Integration Keeps Extremism from Taking Root

The Muslim community here must feel that they are a part of Singapore and fully accepted as equal citizens to keep Islamist extremism from taking hold, said Prime Minister Lee Hsien Loong yesterday (27 Nov).
During a 45-minute dialogue that followed his S. Rajaratnam Lecture on foreign affairs, Mr Lee said the downtrodden situation of some Muslim communities in other countries is a reason, although not a justification,  "to think dangerous thoughts".
Noting that Singapore is "a peaceful, harmonious and cohesive society”, he felt there is “less trigger".
He was responding to a question from Ambassador-at-Large Tommy Koh on how the Singapore Government can deal with the influence of the Islamic State in Iraq and Syria (ISIS) terrorist group in the region.
Mr Lee also noted that the Government's policy of ethnic quotas in public housing - which also gives rise to an ethnic mix in schools as students are allocated geographically - works to prevent the formation of enclaves where "despair and alienation" can arise.
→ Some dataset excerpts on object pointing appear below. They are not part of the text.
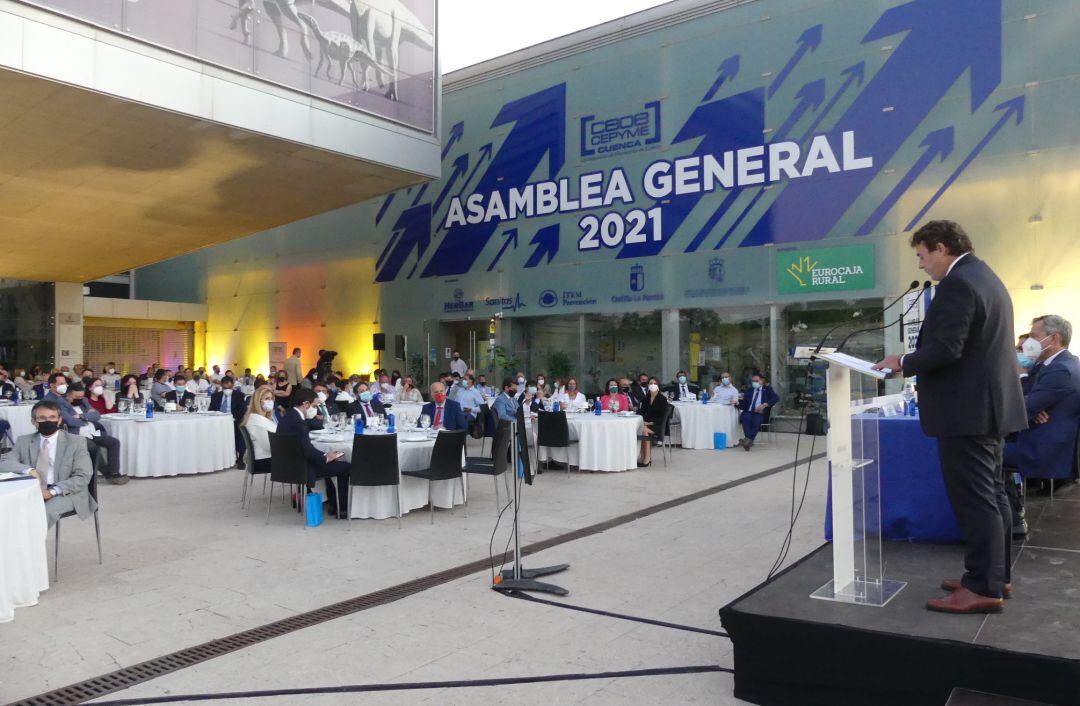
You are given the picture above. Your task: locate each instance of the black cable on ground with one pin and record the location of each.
(607, 613)
(355, 689)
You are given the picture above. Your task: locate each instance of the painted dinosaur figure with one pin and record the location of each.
(343, 50)
(279, 11)
(382, 25)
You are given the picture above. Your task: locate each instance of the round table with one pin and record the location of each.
(378, 502)
(698, 422)
(605, 443)
(18, 417)
(24, 567)
(173, 444)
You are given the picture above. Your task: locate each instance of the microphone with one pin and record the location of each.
(910, 287)
(926, 285)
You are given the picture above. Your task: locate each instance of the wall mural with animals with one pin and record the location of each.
(374, 55)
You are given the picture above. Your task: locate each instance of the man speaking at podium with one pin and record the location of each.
(969, 398)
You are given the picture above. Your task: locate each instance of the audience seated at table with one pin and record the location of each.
(96, 398)
(504, 406)
(469, 397)
(80, 419)
(443, 412)
(652, 410)
(59, 460)
(179, 395)
(682, 389)
(1047, 449)
(571, 399)
(407, 391)
(615, 396)
(756, 406)
(725, 393)
(326, 465)
(259, 422)
(229, 398)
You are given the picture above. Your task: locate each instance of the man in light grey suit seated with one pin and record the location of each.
(59, 460)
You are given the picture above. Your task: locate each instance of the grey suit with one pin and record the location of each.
(71, 472)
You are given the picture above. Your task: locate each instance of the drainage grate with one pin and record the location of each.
(126, 677)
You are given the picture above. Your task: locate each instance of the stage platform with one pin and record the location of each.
(793, 650)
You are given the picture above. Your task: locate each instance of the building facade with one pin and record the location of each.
(703, 187)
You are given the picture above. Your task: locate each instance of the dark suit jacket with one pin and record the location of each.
(454, 417)
(238, 407)
(966, 357)
(1048, 450)
(292, 423)
(676, 389)
(769, 396)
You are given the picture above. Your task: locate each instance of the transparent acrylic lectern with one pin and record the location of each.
(854, 472)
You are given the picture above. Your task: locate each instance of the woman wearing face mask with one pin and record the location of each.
(725, 393)
(259, 422)
(283, 391)
(652, 409)
(96, 397)
(615, 395)
(572, 399)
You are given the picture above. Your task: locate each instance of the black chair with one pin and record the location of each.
(250, 474)
(375, 463)
(496, 465)
(92, 488)
(553, 433)
(445, 465)
(661, 434)
(287, 466)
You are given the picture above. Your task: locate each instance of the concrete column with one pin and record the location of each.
(670, 342)
(777, 354)
(68, 341)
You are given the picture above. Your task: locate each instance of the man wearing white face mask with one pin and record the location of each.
(725, 393)
(323, 465)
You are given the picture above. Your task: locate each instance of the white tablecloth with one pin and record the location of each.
(175, 444)
(605, 443)
(378, 502)
(24, 567)
(18, 417)
(698, 422)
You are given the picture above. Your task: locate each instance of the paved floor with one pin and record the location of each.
(184, 565)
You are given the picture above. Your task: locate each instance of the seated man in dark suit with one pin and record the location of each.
(78, 416)
(683, 389)
(756, 406)
(58, 460)
(321, 464)
(443, 412)
(1047, 449)
(231, 399)
(179, 395)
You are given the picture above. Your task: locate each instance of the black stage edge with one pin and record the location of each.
(793, 650)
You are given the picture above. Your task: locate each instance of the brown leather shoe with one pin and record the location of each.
(962, 600)
(953, 584)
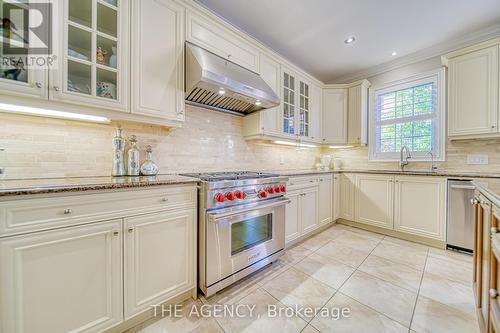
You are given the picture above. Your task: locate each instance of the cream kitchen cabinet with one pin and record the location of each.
(473, 92)
(292, 216)
(213, 36)
(91, 41)
(159, 258)
(325, 199)
(63, 280)
(374, 200)
(301, 214)
(88, 262)
(334, 121)
(336, 196)
(357, 130)
(268, 122)
(347, 196)
(158, 77)
(419, 206)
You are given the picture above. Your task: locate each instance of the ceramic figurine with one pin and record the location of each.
(101, 56)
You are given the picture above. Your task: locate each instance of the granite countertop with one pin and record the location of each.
(439, 173)
(77, 184)
(490, 188)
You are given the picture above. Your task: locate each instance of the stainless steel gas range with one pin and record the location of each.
(241, 225)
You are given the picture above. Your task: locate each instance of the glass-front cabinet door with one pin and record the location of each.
(92, 49)
(304, 114)
(22, 56)
(289, 106)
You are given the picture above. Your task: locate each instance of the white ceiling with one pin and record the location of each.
(311, 33)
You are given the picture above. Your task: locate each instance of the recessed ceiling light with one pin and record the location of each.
(350, 40)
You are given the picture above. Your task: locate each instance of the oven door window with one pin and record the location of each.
(251, 232)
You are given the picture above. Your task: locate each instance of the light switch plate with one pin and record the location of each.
(477, 159)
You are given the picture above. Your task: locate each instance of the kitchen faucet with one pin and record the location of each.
(407, 156)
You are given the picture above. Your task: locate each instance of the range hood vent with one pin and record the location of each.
(216, 83)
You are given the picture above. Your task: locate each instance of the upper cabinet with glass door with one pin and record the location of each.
(92, 48)
(17, 75)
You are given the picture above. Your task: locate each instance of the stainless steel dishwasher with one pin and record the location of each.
(460, 229)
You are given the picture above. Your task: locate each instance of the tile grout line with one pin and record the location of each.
(418, 292)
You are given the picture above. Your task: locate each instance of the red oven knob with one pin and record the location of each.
(219, 197)
(240, 195)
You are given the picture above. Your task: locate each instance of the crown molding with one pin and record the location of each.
(430, 52)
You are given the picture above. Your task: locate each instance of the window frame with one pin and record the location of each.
(436, 76)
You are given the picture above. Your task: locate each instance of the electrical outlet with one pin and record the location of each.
(477, 159)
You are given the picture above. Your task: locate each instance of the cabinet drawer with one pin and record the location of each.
(302, 181)
(39, 213)
(219, 40)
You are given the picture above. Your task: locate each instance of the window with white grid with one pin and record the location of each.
(408, 113)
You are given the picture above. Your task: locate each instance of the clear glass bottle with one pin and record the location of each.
(133, 157)
(149, 168)
(118, 154)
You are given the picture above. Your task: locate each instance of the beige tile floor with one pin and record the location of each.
(389, 285)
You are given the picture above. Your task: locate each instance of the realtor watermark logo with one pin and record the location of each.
(25, 29)
(247, 311)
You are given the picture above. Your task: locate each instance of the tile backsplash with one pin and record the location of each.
(456, 157)
(208, 141)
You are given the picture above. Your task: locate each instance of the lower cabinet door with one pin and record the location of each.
(420, 206)
(309, 209)
(292, 216)
(160, 251)
(325, 202)
(374, 200)
(347, 183)
(66, 280)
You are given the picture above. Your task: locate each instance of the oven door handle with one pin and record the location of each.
(215, 217)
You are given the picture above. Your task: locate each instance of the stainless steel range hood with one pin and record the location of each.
(216, 83)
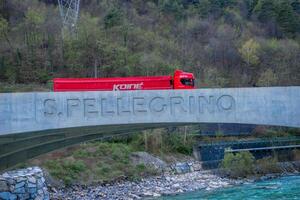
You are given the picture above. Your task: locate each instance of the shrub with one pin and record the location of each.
(66, 170)
(238, 164)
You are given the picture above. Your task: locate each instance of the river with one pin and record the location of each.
(287, 187)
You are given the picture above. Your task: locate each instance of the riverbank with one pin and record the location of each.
(284, 187)
(152, 187)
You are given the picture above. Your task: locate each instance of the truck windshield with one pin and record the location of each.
(187, 81)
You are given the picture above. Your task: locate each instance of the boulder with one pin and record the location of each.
(148, 160)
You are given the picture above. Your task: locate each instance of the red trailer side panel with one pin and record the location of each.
(108, 84)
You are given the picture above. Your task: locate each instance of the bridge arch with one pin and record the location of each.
(67, 118)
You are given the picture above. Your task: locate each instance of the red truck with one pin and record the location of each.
(180, 80)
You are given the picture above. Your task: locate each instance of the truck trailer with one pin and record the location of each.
(180, 80)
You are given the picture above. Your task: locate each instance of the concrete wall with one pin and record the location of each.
(28, 112)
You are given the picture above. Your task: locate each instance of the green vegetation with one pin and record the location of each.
(224, 43)
(238, 164)
(267, 165)
(97, 162)
(109, 161)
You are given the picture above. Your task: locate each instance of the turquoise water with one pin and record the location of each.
(281, 188)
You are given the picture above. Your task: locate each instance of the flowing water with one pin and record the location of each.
(287, 187)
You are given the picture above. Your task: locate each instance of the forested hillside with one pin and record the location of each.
(224, 43)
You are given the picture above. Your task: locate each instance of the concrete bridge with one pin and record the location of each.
(35, 123)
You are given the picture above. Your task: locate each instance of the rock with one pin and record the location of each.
(3, 186)
(7, 196)
(156, 195)
(148, 160)
(31, 179)
(19, 190)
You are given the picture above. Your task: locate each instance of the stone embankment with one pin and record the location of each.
(146, 188)
(23, 184)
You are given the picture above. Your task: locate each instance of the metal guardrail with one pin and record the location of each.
(262, 148)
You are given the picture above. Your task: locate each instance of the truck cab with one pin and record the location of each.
(183, 80)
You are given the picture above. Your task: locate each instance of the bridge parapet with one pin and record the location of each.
(29, 112)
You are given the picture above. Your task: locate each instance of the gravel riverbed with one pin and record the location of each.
(152, 187)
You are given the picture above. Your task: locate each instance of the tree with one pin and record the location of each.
(267, 78)
(249, 52)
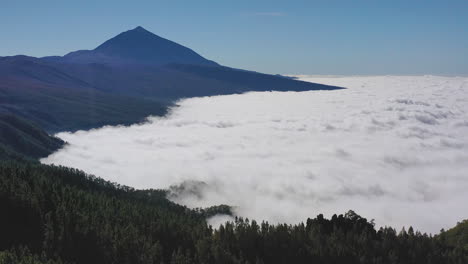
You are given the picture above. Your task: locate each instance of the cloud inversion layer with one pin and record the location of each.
(391, 148)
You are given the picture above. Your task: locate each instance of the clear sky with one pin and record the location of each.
(287, 37)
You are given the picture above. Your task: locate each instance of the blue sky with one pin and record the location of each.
(287, 37)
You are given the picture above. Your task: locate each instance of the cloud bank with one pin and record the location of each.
(391, 148)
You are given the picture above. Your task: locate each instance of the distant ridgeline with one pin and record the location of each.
(61, 215)
(125, 79)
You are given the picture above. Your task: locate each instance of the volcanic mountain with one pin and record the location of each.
(125, 79)
(138, 46)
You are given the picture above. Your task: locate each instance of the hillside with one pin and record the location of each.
(20, 139)
(64, 215)
(122, 81)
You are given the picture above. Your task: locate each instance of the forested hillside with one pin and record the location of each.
(20, 139)
(61, 215)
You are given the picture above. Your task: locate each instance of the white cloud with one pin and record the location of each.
(391, 148)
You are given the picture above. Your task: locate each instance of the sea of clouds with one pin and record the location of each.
(392, 148)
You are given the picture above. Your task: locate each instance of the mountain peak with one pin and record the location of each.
(139, 29)
(140, 46)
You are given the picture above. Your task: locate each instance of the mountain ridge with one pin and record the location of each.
(122, 81)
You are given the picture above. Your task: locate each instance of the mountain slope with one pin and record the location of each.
(21, 139)
(64, 215)
(127, 78)
(138, 46)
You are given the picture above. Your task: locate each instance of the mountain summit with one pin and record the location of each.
(139, 46)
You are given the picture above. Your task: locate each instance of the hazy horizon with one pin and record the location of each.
(338, 37)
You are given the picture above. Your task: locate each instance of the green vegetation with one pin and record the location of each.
(19, 139)
(61, 215)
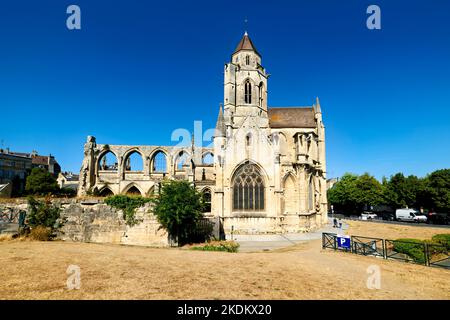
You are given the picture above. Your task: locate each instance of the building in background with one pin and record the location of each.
(14, 170)
(68, 180)
(331, 182)
(16, 166)
(265, 172)
(48, 163)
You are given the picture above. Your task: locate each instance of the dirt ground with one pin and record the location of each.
(37, 270)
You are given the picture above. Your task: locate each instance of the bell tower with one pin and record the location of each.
(245, 85)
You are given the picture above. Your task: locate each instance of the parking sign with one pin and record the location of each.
(343, 241)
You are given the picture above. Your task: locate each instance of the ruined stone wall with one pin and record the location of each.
(94, 221)
(103, 224)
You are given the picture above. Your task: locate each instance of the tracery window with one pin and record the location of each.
(248, 92)
(248, 189)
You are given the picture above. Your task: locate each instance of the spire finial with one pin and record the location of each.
(318, 109)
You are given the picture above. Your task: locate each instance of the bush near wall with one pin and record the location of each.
(412, 248)
(442, 239)
(226, 246)
(128, 204)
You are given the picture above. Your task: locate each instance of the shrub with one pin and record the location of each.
(128, 204)
(41, 182)
(5, 237)
(411, 247)
(43, 213)
(227, 246)
(178, 208)
(442, 239)
(40, 233)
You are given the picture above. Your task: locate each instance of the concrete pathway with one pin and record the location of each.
(255, 243)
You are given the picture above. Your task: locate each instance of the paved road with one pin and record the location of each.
(401, 223)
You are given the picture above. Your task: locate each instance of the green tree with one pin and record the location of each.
(368, 192)
(401, 191)
(41, 182)
(43, 213)
(352, 193)
(437, 190)
(341, 194)
(178, 207)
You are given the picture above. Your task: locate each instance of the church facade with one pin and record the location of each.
(266, 171)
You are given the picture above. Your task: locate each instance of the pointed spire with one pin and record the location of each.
(318, 110)
(220, 125)
(246, 44)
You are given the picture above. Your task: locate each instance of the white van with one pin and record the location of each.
(409, 215)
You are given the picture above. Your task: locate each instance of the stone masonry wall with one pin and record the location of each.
(94, 221)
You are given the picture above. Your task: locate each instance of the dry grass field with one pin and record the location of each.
(37, 270)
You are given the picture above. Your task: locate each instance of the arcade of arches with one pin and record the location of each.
(266, 171)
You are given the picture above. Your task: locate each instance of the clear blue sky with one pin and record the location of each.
(137, 70)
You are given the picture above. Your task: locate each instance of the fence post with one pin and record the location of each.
(426, 253)
(352, 243)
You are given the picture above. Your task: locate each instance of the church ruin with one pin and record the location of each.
(265, 173)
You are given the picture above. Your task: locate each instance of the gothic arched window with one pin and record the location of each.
(159, 163)
(248, 189)
(261, 94)
(311, 194)
(248, 92)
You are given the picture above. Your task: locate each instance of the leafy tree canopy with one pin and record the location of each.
(178, 207)
(41, 182)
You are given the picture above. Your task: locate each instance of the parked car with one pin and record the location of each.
(409, 215)
(368, 216)
(388, 216)
(438, 218)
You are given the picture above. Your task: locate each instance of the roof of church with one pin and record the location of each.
(292, 117)
(246, 44)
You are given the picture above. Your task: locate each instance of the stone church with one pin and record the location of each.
(266, 170)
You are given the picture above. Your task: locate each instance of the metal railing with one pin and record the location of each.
(423, 253)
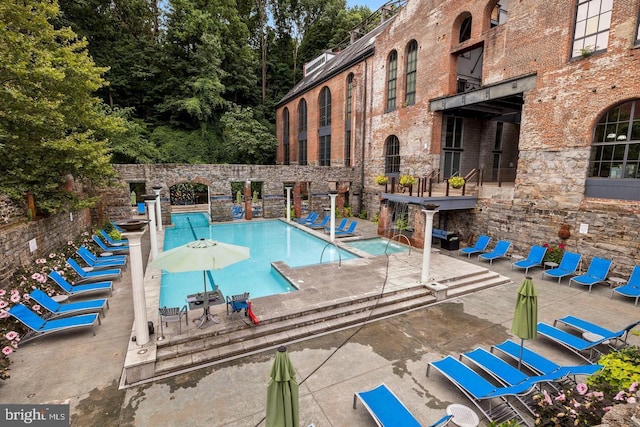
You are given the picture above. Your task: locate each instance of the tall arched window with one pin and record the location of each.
(465, 29)
(347, 121)
(286, 151)
(392, 80)
(412, 67)
(593, 19)
(392, 155)
(324, 128)
(302, 132)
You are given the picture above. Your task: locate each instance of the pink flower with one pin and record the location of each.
(581, 388)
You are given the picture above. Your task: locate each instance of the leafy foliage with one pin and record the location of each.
(53, 125)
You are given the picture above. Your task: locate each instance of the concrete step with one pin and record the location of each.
(240, 338)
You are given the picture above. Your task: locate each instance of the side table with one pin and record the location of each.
(463, 416)
(614, 282)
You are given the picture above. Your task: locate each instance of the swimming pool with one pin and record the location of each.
(269, 241)
(377, 246)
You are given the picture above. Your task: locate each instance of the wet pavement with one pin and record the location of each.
(85, 370)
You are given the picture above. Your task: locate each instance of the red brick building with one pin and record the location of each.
(544, 95)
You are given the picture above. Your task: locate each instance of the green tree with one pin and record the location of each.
(52, 125)
(246, 139)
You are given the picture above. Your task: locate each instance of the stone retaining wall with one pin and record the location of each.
(49, 233)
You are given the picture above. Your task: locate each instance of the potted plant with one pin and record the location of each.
(456, 181)
(382, 179)
(408, 180)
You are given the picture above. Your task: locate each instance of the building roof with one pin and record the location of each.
(352, 54)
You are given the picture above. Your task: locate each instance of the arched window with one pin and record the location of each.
(302, 132)
(286, 152)
(591, 34)
(615, 152)
(324, 129)
(499, 13)
(412, 67)
(392, 155)
(347, 121)
(465, 29)
(392, 80)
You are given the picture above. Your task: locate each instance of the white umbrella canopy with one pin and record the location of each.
(202, 255)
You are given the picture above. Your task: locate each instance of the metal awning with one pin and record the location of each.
(501, 101)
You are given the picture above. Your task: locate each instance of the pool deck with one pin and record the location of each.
(86, 371)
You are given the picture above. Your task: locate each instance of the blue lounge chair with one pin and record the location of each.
(572, 342)
(56, 309)
(480, 246)
(568, 266)
(540, 364)
(385, 407)
(99, 263)
(592, 328)
(111, 242)
(596, 273)
(40, 327)
(101, 259)
(632, 288)
(320, 225)
(339, 227)
(309, 219)
(110, 250)
(534, 259)
(482, 392)
(349, 231)
(87, 275)
(73, 290)
(500, 251)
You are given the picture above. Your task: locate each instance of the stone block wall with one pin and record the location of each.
(49, 234)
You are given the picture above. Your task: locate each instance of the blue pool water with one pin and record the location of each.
(377, 246)
(268, 241)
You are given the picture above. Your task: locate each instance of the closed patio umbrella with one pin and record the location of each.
(282, 392)
(525, 318)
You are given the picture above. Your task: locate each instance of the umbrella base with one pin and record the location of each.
(202, 320)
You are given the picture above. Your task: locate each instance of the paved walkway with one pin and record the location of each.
(86, 371)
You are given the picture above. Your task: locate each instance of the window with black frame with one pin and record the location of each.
(392, 156)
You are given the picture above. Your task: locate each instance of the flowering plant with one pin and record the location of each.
(23, 281)
(578, 406)
(554, 253)
(382, 179)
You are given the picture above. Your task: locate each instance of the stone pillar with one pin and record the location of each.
(156, 191)
(288, 204)
(332, 235)
(426, 251)
(150, 200)
(248, 199)
(141, 327)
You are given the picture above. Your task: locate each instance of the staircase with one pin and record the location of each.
(237, 338)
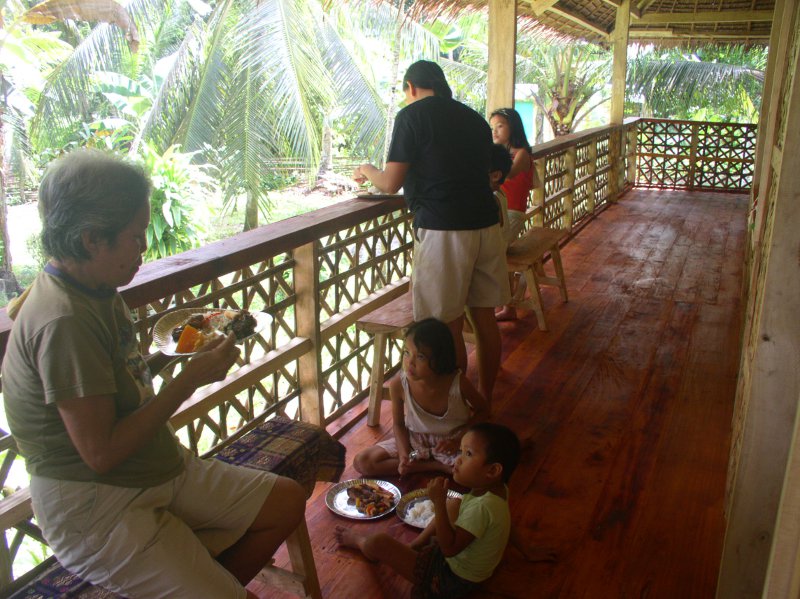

He also credited the role played by Muslim community and religious leaders in Singapore in speaking out against extreme Islamist teachings, something that is rare in other countries.
"This is very precious because in many countries, when governments try to work with religious leaders, the worry is that leaders lose their flock and become irrelevant," he added.
PM Lee also acknowledged that Singapore's Religious Rehabilitation Group, which counsels terror detainees and counters radical ideology, has done good work.  
He also noted that the vigilance of the community in monitoring and reporting those who seem to be influenced by extremist ideology has thwarted terror plots in Singapore.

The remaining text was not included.